Monday, April 7, 2008

Cultural Transformation

In response to Francisco's post, I think that it is important to remember that no culture is so far gone as to be unsalvageable. While I agree with his point about establishing small, intense communities as a basis for the faith to flourish, I also believe that it is important not to set ourselves in mortal combat with the culture in which we live. In fact, the result of these intense communities should not be a sort of insularity, but an openness to everything the culture gives us It is from the community that we gain the strength to test everything, retaining what is good (1. Thess 5:21). I'll come back to this point in a minute, but first I want to make a distinction.

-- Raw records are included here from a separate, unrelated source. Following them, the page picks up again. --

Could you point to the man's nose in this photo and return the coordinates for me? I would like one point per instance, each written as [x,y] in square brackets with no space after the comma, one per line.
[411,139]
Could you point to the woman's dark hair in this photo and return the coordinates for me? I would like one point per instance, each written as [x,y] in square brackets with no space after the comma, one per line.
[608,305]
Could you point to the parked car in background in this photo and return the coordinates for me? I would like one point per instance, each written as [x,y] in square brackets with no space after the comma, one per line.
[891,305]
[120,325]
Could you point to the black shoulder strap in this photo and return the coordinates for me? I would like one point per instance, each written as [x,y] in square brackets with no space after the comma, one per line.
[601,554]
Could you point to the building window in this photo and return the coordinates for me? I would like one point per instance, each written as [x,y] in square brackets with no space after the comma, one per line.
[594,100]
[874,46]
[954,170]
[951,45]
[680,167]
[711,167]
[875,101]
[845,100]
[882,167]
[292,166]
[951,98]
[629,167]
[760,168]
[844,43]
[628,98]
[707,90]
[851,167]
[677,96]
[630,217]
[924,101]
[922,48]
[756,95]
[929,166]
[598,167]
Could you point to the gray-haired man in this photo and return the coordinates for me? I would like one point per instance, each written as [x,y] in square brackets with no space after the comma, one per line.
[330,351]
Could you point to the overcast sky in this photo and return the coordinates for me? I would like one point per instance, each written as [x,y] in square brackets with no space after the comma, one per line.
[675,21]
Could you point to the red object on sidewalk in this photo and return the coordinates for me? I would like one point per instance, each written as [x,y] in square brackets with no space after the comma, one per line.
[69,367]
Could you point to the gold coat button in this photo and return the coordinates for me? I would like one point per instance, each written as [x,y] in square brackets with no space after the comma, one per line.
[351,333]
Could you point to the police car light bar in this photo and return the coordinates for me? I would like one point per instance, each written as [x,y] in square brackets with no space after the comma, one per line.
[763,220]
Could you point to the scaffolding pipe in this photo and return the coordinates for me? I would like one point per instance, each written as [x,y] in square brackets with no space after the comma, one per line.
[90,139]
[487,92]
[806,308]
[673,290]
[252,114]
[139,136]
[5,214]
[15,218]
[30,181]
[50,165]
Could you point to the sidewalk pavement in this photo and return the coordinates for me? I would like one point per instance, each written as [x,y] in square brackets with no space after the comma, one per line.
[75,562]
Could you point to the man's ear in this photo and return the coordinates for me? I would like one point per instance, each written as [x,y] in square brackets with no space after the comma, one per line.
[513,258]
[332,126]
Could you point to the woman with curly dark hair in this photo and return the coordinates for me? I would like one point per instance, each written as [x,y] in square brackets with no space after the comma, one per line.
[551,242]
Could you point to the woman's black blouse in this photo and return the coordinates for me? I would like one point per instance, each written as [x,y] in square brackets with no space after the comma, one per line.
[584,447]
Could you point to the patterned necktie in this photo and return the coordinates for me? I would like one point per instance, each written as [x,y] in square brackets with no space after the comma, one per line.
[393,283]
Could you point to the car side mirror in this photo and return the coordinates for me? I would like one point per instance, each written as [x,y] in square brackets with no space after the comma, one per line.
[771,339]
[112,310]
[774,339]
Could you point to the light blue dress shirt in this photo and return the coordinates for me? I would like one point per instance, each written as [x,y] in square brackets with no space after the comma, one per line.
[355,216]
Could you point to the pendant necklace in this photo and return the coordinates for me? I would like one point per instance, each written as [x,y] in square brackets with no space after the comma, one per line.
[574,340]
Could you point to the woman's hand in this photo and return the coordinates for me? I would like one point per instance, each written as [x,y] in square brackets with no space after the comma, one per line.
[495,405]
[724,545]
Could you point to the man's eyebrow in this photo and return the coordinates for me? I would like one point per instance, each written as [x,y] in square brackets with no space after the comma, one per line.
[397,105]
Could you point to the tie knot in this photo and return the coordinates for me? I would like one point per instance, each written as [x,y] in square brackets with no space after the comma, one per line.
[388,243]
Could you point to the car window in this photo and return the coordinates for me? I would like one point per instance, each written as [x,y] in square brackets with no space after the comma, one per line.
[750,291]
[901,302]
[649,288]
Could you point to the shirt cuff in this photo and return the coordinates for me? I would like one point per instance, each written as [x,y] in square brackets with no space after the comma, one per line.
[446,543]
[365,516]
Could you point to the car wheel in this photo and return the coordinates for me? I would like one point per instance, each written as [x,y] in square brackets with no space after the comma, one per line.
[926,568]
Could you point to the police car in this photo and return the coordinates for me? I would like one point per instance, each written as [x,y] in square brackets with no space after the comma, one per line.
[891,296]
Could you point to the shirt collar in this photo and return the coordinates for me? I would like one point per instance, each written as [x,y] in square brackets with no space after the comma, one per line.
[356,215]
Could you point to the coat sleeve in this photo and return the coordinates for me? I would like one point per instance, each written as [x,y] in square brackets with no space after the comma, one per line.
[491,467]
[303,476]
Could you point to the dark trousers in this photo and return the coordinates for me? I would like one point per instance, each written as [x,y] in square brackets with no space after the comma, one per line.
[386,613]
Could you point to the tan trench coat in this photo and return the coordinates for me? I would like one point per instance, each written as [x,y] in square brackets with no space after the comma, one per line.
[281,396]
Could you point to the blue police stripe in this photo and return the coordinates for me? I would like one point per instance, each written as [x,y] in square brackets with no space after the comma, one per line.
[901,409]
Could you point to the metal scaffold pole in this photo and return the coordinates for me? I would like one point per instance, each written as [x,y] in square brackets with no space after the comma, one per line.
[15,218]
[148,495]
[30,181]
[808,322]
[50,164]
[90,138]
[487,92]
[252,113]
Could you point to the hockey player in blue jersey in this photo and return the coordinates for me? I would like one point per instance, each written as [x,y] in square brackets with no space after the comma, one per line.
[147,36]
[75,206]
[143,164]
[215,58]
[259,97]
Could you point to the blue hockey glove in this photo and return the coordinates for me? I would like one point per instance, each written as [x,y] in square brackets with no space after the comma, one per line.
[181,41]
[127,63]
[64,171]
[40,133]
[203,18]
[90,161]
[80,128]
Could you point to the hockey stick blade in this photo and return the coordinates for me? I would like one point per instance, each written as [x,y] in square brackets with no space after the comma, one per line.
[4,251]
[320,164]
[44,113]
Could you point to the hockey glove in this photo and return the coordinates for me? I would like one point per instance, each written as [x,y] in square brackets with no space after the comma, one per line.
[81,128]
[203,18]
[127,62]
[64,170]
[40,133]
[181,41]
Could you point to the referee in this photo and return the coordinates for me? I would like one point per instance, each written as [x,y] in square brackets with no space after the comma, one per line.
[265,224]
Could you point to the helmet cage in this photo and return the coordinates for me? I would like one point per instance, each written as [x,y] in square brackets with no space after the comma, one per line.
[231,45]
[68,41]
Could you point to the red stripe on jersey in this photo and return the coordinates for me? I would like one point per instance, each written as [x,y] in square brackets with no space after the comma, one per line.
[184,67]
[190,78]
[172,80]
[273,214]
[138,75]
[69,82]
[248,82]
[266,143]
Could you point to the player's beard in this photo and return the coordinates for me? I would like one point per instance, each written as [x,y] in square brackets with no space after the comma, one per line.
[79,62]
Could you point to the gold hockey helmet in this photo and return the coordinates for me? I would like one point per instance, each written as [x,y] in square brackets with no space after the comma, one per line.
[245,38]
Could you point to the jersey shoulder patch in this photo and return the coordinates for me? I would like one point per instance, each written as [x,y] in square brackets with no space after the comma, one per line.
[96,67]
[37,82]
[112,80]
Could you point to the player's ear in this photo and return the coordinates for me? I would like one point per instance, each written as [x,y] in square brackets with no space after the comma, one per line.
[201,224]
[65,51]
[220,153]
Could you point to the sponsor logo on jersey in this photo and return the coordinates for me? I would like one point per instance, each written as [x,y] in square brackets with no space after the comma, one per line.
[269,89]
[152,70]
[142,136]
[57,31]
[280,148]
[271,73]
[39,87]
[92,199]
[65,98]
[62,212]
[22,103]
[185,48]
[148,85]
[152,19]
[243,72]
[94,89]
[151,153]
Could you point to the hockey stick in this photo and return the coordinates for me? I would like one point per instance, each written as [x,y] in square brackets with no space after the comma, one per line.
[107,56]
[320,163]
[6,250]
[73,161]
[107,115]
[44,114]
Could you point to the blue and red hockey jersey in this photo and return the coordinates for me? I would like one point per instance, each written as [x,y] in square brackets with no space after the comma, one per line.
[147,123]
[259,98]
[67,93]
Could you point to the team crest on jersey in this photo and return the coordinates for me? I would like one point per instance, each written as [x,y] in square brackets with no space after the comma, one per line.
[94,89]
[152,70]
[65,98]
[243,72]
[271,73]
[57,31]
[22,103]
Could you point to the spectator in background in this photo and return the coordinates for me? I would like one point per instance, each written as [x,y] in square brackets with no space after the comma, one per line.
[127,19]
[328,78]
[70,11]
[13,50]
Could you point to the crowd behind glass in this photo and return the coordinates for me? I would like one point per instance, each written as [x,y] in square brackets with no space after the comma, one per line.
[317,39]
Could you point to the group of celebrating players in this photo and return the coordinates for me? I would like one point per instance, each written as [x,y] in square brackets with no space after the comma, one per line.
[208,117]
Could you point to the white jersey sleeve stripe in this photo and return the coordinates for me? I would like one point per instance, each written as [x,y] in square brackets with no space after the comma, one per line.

H. Richard Neibuhr, in his book Christ and Culture, sets up several different models by which it is possible to conceive the relationship between his two subjects, three of which I think are particularly helpful: (1) Christ against culture; (2) Christ of culture; and (3) Christ transforming culture. The first is the mistake of seeing Christ in total opposition to culture. It leads to a sort of isolationism, a "Holy Huddle," in which Christians turn our back on everything the world gives us and create a sort of alternative subculture. The second sees the culture as Christ's manifestation of himself in the world, and, as a result, too quickly acquiesces to whatever interpretation of goodness the culture puts forward. But the third sees Christ seeking to remake the culture, to seize on what is good in the culture and multiply it, while decreasing what is evil. This third one, I think, is the most challenging to us as Christians - we get neither the pleasure of total rebellion nor the comforts of acquiescence - but it is also the most authentic response to Christ's presence in our lives.

It is from this basis that I think we Christians have a obligation to genuinely engage the culture, and seek instances of goodness. And again, this cannot occur outside of the context of some kind of true community; without community we'll have neither the strength nor the wisdom to properly engage it. But from these communities, we have to reach out to the culture and seek its transformation, rather than simply live apart from it. We take our model from Christ, who came into the world in order to make it whole.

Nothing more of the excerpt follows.